De Blue Note-lp 1535 staat al jarenlang tussen mijn jazzplaten, muziek van de veel te jong overleden trompettist McKinley Howard "Kenny" Dorham (1924-1972) samen met Hank Mobley op tenorsax, Cecil Payne op baritonsax, Horace Silver op piano, Percy Heath op bas en Art Blakey op drums in een compositie van Dorham die op mijn elpee "The Villa" heet maar hier "La Villa". Dorham stamde uit Fairfield (Texas), ging naar high scool In Austin, waar hij ondermeer deel uitmaakte van het boksteam, een plaats die hij later ook in het leger veroverde. Hij speelde tussen 1945 en 1948 trompet in verschillende big bands, oa. van Dizzy Gillepie en Lionel Hampton, maar maakte ook deel uit van het kwintet van Charlie Parker met wie hij in 1949 in Parijs optrad. Daarna volgde een free lance-periode en optredens met Sonny Stitt, Thelonious Monk en Bud Powell, waarna Dorham regelmatig te vinden was met Mobley, Silver  en Blakey, mannen die ook op Blue Note 1535 uit 1955 te horen zijn.
Pianist in Kenny Dorhams "The Villa" was Horace Silver (1928-2014), zoon van een vader van de Kaap Verden, die hem volksliedjes van die eilandengroep leerde. Oorspronkelijk speelde Silver ook tenorsaxofoon naast piano, op laatsgenoemd instrument volgde hij een klassieke opleiding. Zijn eerste bekendheid kreeg Silver toen hij in 1950 werd geëngageerd door Stan Getz, maar zijn echte doorbraak kwam toen hij samen met drummer Art Blakey The Jazz Messengers ging leiden. Die groep verliet hij in 1956 om een eigen formatie bestaande uit trompet, tenorsax, piano, bas en drums te vormen. Zijn meest succesvolle elpee was "Songs of My Father", hier is een live-opname van het titelnummer met Silver op piano, Billy Hardman op trompet, Benny Maupin op tenorsax. Johnny Williams op bas en Billy Cobham op drums.
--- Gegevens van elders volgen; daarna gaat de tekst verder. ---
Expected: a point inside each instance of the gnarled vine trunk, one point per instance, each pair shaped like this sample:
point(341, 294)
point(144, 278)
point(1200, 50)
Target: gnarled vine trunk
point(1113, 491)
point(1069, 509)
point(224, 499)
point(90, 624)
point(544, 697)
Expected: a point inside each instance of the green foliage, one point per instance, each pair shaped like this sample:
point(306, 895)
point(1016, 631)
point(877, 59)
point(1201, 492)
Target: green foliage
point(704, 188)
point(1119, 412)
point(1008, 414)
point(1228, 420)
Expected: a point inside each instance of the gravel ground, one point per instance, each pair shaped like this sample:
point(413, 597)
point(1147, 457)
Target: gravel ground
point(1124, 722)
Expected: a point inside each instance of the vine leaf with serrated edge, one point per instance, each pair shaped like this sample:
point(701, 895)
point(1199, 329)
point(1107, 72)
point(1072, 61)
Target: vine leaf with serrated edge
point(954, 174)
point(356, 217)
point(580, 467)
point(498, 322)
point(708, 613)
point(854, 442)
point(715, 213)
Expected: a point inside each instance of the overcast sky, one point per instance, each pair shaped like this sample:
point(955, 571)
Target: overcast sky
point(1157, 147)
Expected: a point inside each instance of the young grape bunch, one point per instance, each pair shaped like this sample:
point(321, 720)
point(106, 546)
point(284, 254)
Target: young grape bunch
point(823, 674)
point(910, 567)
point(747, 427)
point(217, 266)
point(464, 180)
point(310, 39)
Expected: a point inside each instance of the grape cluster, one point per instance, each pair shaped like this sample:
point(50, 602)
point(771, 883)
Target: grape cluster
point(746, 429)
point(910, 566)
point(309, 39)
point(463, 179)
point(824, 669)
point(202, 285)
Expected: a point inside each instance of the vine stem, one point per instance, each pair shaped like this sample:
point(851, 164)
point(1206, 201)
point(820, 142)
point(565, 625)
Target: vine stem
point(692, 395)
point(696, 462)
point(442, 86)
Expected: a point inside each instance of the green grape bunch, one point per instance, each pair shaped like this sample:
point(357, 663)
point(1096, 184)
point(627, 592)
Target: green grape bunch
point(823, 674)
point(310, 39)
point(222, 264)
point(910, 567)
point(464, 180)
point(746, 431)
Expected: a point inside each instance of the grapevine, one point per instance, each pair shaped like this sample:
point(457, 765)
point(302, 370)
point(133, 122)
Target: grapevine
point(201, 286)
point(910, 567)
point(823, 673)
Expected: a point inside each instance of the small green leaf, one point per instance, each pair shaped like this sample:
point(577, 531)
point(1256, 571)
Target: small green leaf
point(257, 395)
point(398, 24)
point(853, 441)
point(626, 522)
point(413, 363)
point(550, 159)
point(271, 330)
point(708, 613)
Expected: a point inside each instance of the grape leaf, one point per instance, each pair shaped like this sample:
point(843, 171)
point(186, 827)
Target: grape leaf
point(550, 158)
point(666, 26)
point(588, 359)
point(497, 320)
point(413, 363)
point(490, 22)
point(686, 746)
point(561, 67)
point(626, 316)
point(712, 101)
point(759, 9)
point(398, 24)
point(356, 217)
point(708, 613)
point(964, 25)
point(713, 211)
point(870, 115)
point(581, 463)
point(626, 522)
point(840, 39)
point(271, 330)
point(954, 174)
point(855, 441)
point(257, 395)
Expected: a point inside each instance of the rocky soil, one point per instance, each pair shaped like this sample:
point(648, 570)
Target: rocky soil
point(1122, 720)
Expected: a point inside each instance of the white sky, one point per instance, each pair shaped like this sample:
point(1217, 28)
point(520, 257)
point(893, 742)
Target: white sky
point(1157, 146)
Aan de bas in Kenny Dorhams "The Villa" stond Percy Heath (1923-2005), die het meest  bekend werd in het Modern Jazz Quartet, een formatie die ontstond uit de Dizzy Gillespie Bigband en oorspronkelijk gevormd werd door pianist John Lewis, vibrafonist Milt Jackson, bassist Ray Brown en drummer Kenny Clarke. Toen Ray Brown overstapte naar  de band van Ella Fitzgerald nam Percy Heath zijn plaats in en Connie Kay verving kort daarop Kenny Clarke. Een vroege opname van het MJQ gevolgd door het bekende "Softly as in a Morning Sunrise". 
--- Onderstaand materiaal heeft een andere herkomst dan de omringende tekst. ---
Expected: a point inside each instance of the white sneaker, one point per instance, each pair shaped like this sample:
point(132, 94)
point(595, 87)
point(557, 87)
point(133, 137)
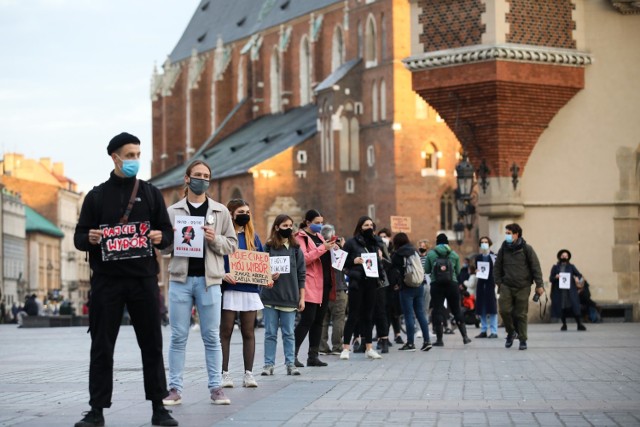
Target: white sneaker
point(227, 381)
point(248, 380)
point(372, 354)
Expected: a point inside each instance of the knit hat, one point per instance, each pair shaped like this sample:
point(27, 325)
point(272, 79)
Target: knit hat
point(442, 239)
point(122, 139)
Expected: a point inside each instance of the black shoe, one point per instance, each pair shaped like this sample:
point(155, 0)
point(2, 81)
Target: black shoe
point(162, 417)
point(408, 347)
point(91, 418)
point(509, 342)
point(314, 362)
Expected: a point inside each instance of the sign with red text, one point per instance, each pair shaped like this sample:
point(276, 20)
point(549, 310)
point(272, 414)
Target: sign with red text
point(250, 267)
point(401, 224)
point(188, 238)
point(126, 241)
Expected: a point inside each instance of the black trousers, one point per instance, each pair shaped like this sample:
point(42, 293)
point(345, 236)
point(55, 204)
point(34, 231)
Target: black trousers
point(109, 295)
point(449, 292)
point(310, 323)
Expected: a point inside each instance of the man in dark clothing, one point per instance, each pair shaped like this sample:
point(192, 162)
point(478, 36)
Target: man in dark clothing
point(120, 281)
point(444, 287)
point(516, 267)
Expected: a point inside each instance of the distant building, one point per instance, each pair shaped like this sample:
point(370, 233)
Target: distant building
point(13, 247)
point(43, 186)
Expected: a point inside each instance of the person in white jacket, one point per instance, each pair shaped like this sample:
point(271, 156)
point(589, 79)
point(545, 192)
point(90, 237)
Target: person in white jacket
point(197, 280)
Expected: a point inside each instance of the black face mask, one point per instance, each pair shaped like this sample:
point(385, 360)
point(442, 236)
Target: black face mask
point(242, 219)
point(285, 233)
point(368, 233)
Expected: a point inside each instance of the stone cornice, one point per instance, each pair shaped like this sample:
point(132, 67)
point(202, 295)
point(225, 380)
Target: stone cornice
point(504, 52)
point(626, 7)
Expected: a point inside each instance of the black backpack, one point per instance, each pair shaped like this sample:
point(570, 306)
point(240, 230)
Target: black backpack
point(442, 269)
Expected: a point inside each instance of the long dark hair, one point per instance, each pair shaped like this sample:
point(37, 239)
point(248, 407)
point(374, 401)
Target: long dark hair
point(361, 221)
point(276, 241)
point(309, 216)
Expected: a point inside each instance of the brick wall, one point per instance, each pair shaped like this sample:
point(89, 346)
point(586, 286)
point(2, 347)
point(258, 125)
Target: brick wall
point(541, 23)
point(450, 23)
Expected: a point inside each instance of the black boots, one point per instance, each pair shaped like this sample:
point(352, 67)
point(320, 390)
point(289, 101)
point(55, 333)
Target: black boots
point(91, 418)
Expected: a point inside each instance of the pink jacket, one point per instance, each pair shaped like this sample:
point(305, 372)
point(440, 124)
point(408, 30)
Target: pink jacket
point(314, 281)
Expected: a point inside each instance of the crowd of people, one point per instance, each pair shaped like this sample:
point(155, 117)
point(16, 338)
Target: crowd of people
point(370, 279)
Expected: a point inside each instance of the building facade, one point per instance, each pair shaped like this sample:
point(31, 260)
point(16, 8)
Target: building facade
point(298, 105)
point(545, 95)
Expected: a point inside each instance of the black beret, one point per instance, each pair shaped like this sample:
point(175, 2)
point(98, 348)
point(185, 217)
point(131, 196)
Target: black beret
point(442, 239)
point(122, 139)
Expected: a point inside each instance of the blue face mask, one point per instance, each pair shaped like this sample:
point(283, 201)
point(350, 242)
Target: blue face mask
point(316, 228)
point(130, 167)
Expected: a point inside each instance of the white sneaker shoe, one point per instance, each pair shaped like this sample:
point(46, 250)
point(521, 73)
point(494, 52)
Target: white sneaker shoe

Wat bij mij altijd tot enig gegnuif  leidt is wanneer muziekrecensenten maar ook andere muziekgebruikers menen muziek alleen maar  te kunnen genieten met de nodige bijkomende alcoholconsumptie,  als ik dat had gedaan had ik allang madeliefjes opgedrukt vanwege een ernstig leverfalen. Vooral de mededeling: "ik drink nu een goed glas port en luister naar Herb Alpert" doet mij bijkans van mijn stoel glijden van plezier, om nog maar niet te denken aan een kelkje "Blue Nun" begeleidt door Soeur Dominique. Dit even vooraf, want ik moet het over de baritonsaxofonist Cecil Payne - ook aanwezig in "The Villa"  hebben. Cecil Payne (1922-2007) kreeg nooit de bekendheid op zijn instrument als Harry Carney of Gerry Mulligan en zijn eerste opnamen komen nog duidelijk uit de nadagen van  de swing, dat  veranderde toen hij via Roy Eldridge  kennis maakte met Dizzy Gillespie. We horen hem hier samen met Ted Dunbar op gitaar, Richard Davis op bas en Roy  Haynes op drums in een compositie van Charlie Parker "Ko-Ko".